Symonds opens up on year from hell

Cricinfo staff


Andrew Symonds is not throwing in the towel © Getty Images
 

Andrew Symonds has revealed the depth of his lows during a troubled year that involved twice being suspended from Australia's teams. Symonds, who has also battled a knee injury and various off-field controversies, said he had experienced "bad days and really bad days" during the summer, including bouts of binge drinking.

"They didn't sit me down and tell me I was diagnosed with depression,'' Symonds told the Sunday Telegraph. "But I was affected somehow ... I had bad days and really bad days, and then I had great days and really great weeks.

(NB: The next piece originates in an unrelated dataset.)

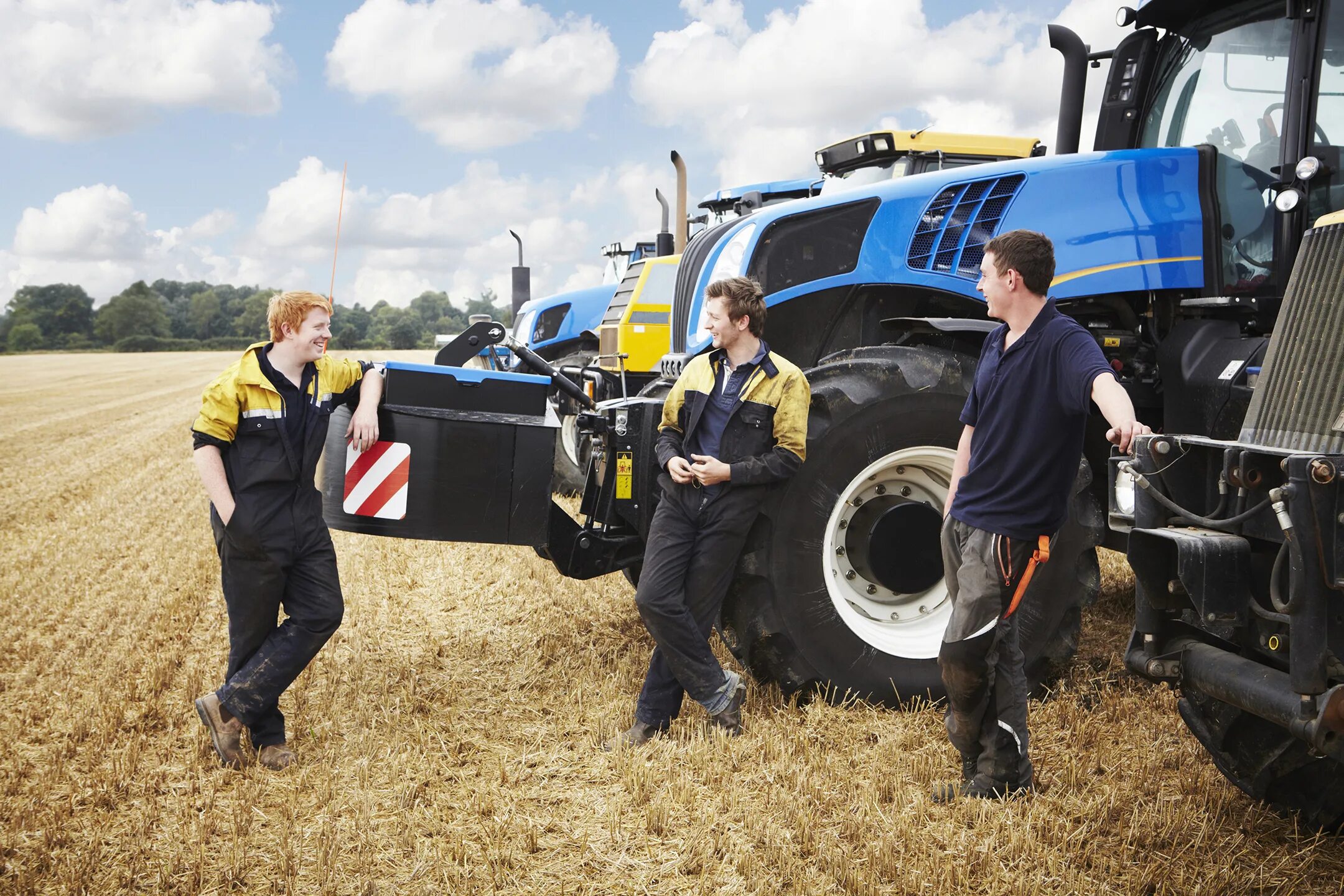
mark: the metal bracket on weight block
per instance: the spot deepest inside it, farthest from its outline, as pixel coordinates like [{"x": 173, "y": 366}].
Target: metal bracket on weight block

"It's all part of my personal development and improving. These bushfires and this terrorism stuff towards the Sri Lankans, it puts things into perspective as to what's important. Walking out there and scoring no runs is pretty unimportant if you have had your house burnt down and you have lost your family. Things like that have helped me realise what's important in life.''

Symonds has had regular counselling sessions since being sent home from Darwin before the Bangladesh one-day series last year, and he was also stopped from being part of the South Africa Test tour. "I've become more tolerant of the way I've got to accept I've got to live," he said. That's the thing that used to frustrate me. I enjoy it [counselling]. It's really helped. I'll see it right through because it's been great for me.''

Symonds said there were times during the season when he was "drinking too much and binge drinking, using it as an out or as an excuse if I'd had a bad day". "The answer for me is controlling it and knowing when to have a beer and what's appropriate," he said. "I believe I've done that well now.''

He also lost money in the collapse of a financial firm he invested in and broke up with his girlfriend during the season. However, the pair has reunited and he is now looking towards the Ashes.

"If I was to never play for cricket for Australia again, that's something I could live with," he said. "But it's something I'm not prepared to give up trying to achieve."